The selectboard in New Haven is spending taxpayer money tilting at windmills. Well, actually, tilting at solar panels.
The board is using public money to ask the Vermont Supreme Court to overturn approval of an appropriately sited, state-approved solar energy project in the town.
The board and a minority of New Haven residents have criticized solar projects in the town for being too visible from Route 7. These projects, they worry, can disrupt valley and mountain views.
So what about this project that is the subject of the selectboard’s expensive, no-doubt-doomed lawsuit?
It must be a huge spread placed up against Route 7, right? Something that takes solar panels and sticks them right in your face as you drive by? And ruins the neighbors’ views from their houses and yards?
Guess again.
The selectboard has chosen to go after a project on the Russell Farm property (where the family no longer lives) that:
• Is set back 900 feet to the west of Route 7 and at least 80 feet from other properties.
• Is not visible from either the highway or abutting properties.
As Gaen Murphree reported in a recent article in this paper, “The site is down a steep incline, west of the white farmhouse and barn facing the state highway a little north of New Haven Power Equipment.”
Not exactly a view-spoiler, in other words.
But the selectboard has decided to oppose the project anyway. Because, well — just because.
It turns out that the board isn’t much concerned with the aesthetics of this project. Solar developer Green Lantern Group did what they were supposed to do.

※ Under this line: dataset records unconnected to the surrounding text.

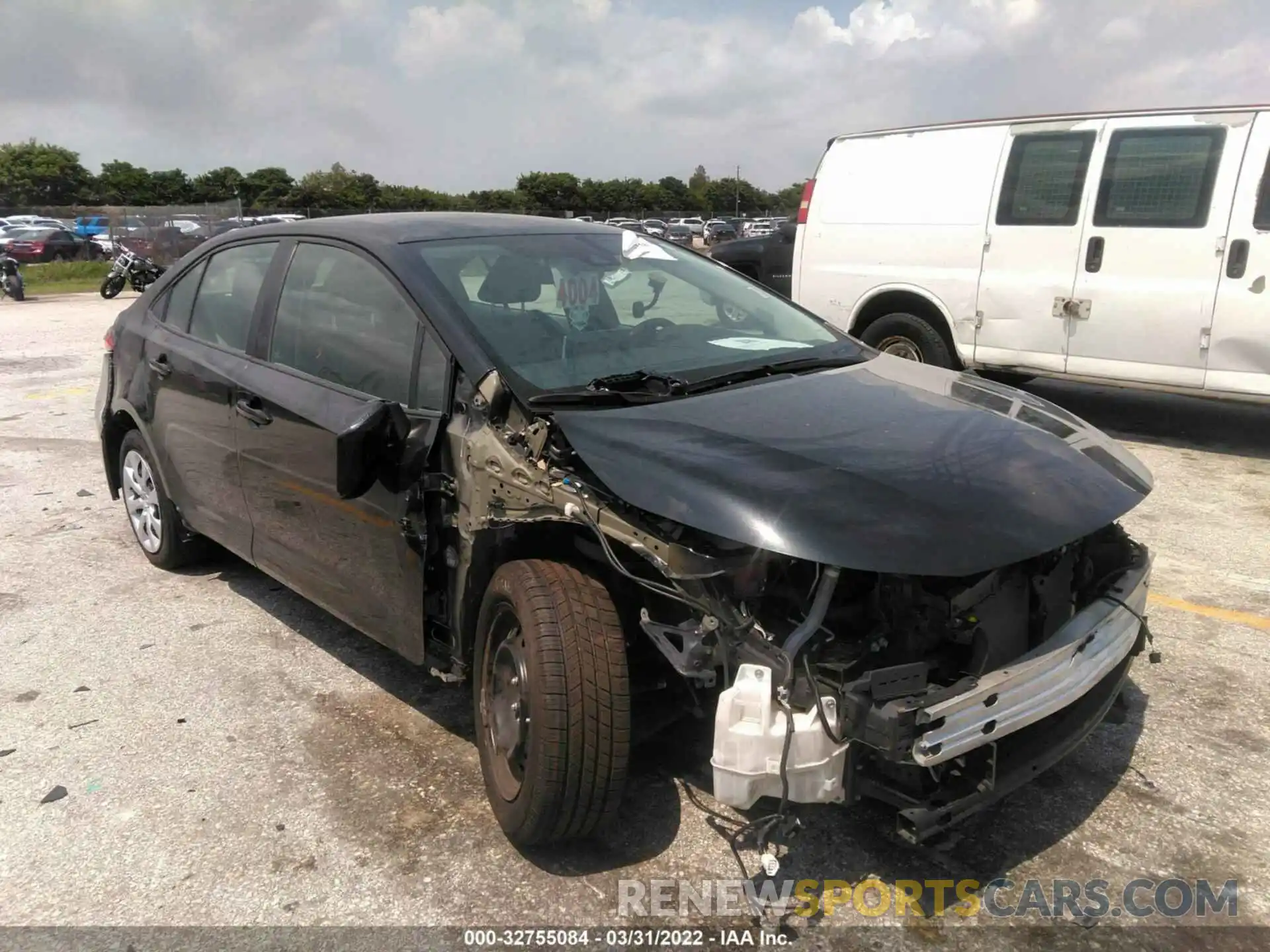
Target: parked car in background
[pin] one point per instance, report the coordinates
(51, 245)
(716, 231)
(767, 259)
(91, 225)
(680, 234)
(1117, 248)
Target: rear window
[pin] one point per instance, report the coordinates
(1046, 179)
(1261, 216)
(1159, 178)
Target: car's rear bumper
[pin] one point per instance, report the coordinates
(102, 418)
(1017, 721)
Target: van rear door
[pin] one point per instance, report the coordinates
(1238, 357)
(1154, 245)
(1033, 245)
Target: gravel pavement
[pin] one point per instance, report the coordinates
(232, 754)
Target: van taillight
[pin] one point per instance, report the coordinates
(806, 202)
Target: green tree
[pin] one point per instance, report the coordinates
(552, 190)
(171, 187)
(125, 183)
(216, 186)
(338, 188)
(788, 198)
(266, 188)
(41, 175)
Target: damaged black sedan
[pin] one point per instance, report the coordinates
(609, 481)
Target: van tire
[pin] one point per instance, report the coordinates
(910, 337)
(562, 630)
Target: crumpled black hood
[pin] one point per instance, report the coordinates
(888, 466)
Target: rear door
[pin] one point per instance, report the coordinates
(1033, 245)
(1238, 358)
(342, 335)
(190, 364)
(1154, 248)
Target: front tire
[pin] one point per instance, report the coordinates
(553, 702)
(908, 337)
(155, 522)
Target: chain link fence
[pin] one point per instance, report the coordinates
(160, 233)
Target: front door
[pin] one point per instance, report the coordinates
(1032, 247)
(192, 361)
(1238, 357)
(1154, 248)
(343, 334)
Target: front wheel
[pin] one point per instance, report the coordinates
(908, 337)
(553, 702)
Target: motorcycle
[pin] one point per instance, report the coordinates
(11, 278)
(130, 268)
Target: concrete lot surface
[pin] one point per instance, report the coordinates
(232, 754)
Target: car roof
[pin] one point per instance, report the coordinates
(404, 227)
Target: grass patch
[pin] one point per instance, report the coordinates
(64, 277)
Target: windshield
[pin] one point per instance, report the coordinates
(558, 311)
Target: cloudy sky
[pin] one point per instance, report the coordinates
(465, 95)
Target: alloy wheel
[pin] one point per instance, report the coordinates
(142, 496)
(901, 347)
(506, 701)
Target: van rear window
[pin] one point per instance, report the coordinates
(1159, 178)
(1261, 216)
(1046, 178)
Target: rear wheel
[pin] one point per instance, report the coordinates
(908, 337)
(553, 702)
(154, 520)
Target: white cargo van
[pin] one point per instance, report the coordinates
(1123, 248)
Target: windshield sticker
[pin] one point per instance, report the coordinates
(578, 291)
(635, 245)
(757, 343)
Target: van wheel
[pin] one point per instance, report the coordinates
(553, 702)
(910, 337)
(154, 518)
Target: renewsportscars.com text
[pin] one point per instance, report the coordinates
(872, 898)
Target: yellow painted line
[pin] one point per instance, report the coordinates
(52, 394)
(1222, 615)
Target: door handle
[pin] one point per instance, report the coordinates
(252, 411)
(1238, 259)
(1094, 254)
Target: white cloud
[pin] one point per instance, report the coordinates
(593, 9)
(873, 22)
(1122, 30)
(468, 95)
(433, 36)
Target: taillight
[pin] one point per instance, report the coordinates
(806, 202)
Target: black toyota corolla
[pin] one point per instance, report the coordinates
(609, 480)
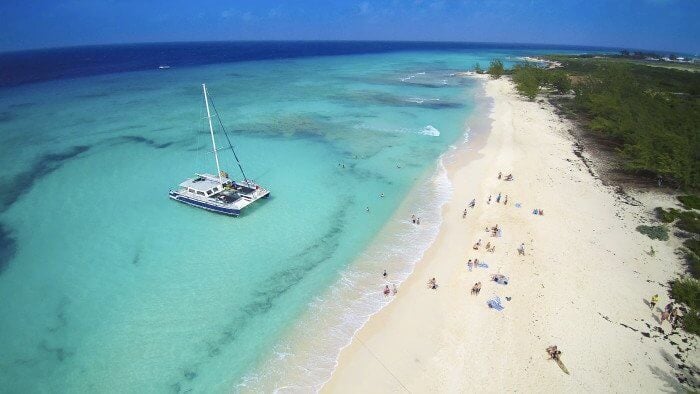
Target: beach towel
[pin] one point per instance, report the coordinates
(495, 303)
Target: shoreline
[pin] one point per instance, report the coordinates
(580, 284)
(360, 284)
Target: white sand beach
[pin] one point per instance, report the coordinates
(581, 285)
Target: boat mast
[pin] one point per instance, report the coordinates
(211, 131)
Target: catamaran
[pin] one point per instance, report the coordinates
(218, 193)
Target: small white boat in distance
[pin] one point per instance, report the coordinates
(219, 193)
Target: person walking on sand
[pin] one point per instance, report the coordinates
(654, 300)
(673, 317)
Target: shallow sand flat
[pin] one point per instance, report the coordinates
(585, 273)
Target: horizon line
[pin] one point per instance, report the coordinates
(495, 43)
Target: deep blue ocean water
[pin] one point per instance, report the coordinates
(109, 286)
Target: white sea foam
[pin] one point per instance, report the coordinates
(467, 132)
(431, 131)
(310, 353)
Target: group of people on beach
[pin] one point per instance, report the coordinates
(498, 199)
(476, 288)
(670, 312)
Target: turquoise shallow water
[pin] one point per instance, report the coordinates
(108, 286)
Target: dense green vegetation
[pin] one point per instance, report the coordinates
(687, 292)
(652, 114)
(496, 69)
(690, 202)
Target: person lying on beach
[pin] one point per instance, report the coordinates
(553, 352)
(432, 284)
(654, 300)
(673, 317)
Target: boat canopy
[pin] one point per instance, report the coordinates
(206, 184)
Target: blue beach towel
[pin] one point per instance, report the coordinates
(495, 303)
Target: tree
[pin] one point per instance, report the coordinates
(496, 68)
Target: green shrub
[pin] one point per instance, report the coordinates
(690, 202)
(693, 262)
(686, 291)
(654, 232)
(689, 221)
(691, 321)
(693, 245)
(664, 215)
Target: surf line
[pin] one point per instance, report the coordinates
(380, 362)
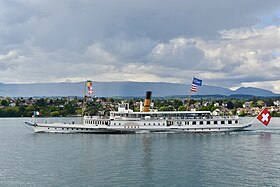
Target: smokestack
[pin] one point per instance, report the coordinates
(147, 101)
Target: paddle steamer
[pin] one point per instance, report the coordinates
(125, 120)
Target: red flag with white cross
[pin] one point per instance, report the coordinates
(264, 117)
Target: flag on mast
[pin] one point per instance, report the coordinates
(196, 82)
(264, 117)
(89, 87)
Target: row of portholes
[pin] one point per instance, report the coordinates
(202, 122)
(69, 128)
(202, 129)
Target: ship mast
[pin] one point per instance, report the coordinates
(84, 103)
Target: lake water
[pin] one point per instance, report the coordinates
(246, 158)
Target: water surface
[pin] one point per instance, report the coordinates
(246, 158)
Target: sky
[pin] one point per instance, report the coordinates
(228, 43)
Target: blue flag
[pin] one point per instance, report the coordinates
(197, 81)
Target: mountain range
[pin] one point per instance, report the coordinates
(123, 89)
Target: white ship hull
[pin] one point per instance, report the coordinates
(133, 128)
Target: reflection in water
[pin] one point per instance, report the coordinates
(147, 158)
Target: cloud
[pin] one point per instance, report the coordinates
(227, 43)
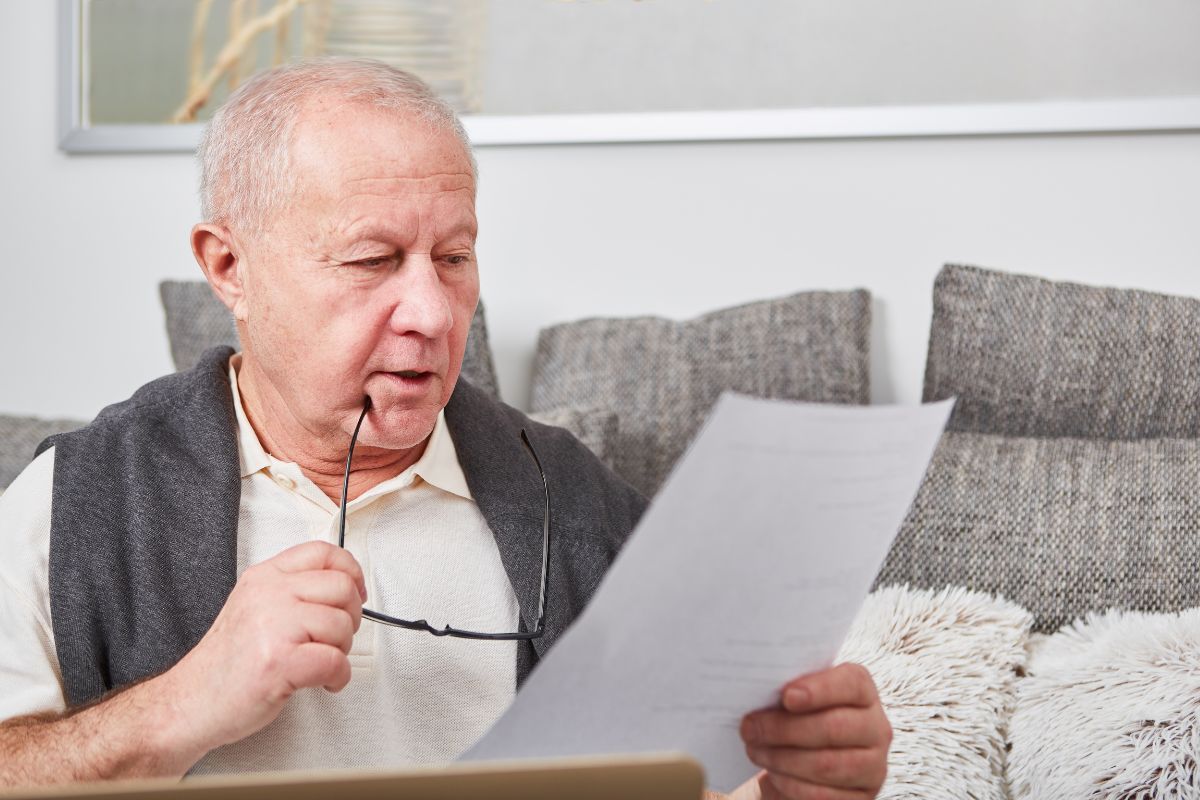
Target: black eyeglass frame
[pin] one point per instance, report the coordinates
(423, 625)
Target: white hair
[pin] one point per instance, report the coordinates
(245, 152)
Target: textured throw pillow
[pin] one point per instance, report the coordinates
(197, 320)
(19, 437)
(661, 377)
(1029, 356)
(946, 665)
(597, 428)
(1060, 525)
(1110, 710)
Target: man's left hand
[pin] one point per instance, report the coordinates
(829, 739)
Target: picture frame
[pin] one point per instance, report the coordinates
(77, 134)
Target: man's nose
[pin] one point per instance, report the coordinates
(420, 302)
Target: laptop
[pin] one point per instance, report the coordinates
(661, 776)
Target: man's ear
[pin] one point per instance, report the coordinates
(221, 258)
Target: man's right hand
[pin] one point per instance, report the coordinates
(288, 624)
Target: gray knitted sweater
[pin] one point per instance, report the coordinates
(144, 522)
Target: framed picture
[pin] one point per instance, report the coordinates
(145, 74)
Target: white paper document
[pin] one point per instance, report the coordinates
(744, 573)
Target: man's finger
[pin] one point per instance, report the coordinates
(841, 685)
(329, 588)
(319, 555)
(783, 787)
(327, 625)
(841, 727)
(851, 768)
(317, 665)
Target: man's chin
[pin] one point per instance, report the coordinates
(397, 427)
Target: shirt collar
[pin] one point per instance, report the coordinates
(438, 465)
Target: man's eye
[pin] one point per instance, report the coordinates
(372, 263)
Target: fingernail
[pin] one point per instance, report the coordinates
(796, 698)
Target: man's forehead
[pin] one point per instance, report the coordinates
(355, 146)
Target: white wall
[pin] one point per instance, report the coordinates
(595, 230)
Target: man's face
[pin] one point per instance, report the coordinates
(365, 282)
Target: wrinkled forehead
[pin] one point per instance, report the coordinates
(340, 148)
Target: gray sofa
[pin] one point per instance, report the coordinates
(1066, 483)
(1066, 480)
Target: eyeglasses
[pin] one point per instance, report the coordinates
(423, 625)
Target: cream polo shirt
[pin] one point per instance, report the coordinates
(427, 553)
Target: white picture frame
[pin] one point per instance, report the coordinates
(1150, 114)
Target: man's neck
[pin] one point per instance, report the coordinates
(321, 455)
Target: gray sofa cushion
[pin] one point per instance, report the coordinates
(663, 377)
(1060, 525)
(1029, 356)
(197, 320)
(19, 437)
(597, 428)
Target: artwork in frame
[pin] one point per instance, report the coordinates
(145, 74)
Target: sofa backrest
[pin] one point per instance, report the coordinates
(1035, 358)
(660, 377)
(1067, 481)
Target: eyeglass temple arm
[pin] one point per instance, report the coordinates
(545, 535)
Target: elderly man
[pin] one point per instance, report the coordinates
(173, 591)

The company made a considerable, successful effort to site the project so it won’t affect neighbors or anyone driving the highway.
But the board is attacking the project anyway, as part of its anger at the way the state has in the past approved these projects.
Which makes the board’s position all the more mysterious.
With the recent passage of S.260 led by Addison County State Sen. Chris Bray, towns will have a much bigger voice in how solar and wind energy projects are placed and built within their borders.
Apparently that’s not enough for the selectboard, which wants to fight yesterday’s battles. And which should have an “interesting” time explaining the town’s unnecessary legal bills to property owners who complain about high property taxes.
Vermont has a goal of 90 percent renewable energy sources by 2050. As part of that commitment, the Public Service Board gave the New Haven project a certificate of public good.
For future projects of this kind, S.260 gives towns more say about where future solar farms will be located and built. But first, each town that wants a bigger voice must develop an energy plan that is consistent with the state’s long-term plans for renewable energy development.
Developing such a plan seems like a lot better use of New Haven’s public money than pursuing a fruitless lawsuit.
Looking at the larger picture, one irony about opposition to green-energy projects in Vermont is this: Many of the objections come from the same people who complain that the state doesn’t adequately emphasize economic development, people who are pushing for a more business-friendly atmosphere in this state.
If Vermont had a clean, green industry that is growing, providing jobs and incomes so folks could continue to live here, you’d think that industry would get plenty of public support, wouldn’t you?
According to the latest state analysis, clean energy now provides one of every 17 jobs in Vermont — from solar and wind to energy efficiency jobs.
So when towns oppose solar and wind energy, it’s good to remember that there’s a substantial economic cost — not just in taxpayer dollars, but in jobs and income to our young families, too.
S.260 provides a substantial measure of Vermont-style local control for towns. And it also keeps Vermont on track to produce more of its own green energy. Instead of relying on fossil fuels from faraway, unfriendly places like the Middle East.
The opposition to solar energy projects — especially ones that have no aesthetic impacts — reminds me of a petulant young boy who got the ice cream cone he wanted, but who won’t enjoy the ice cream because he doesn’t like the way his mother handed it to him.
If our public officials are going to behave that way in the future, it won’t be just a figurative ice cream cone that’s melting. It will be the entire planet.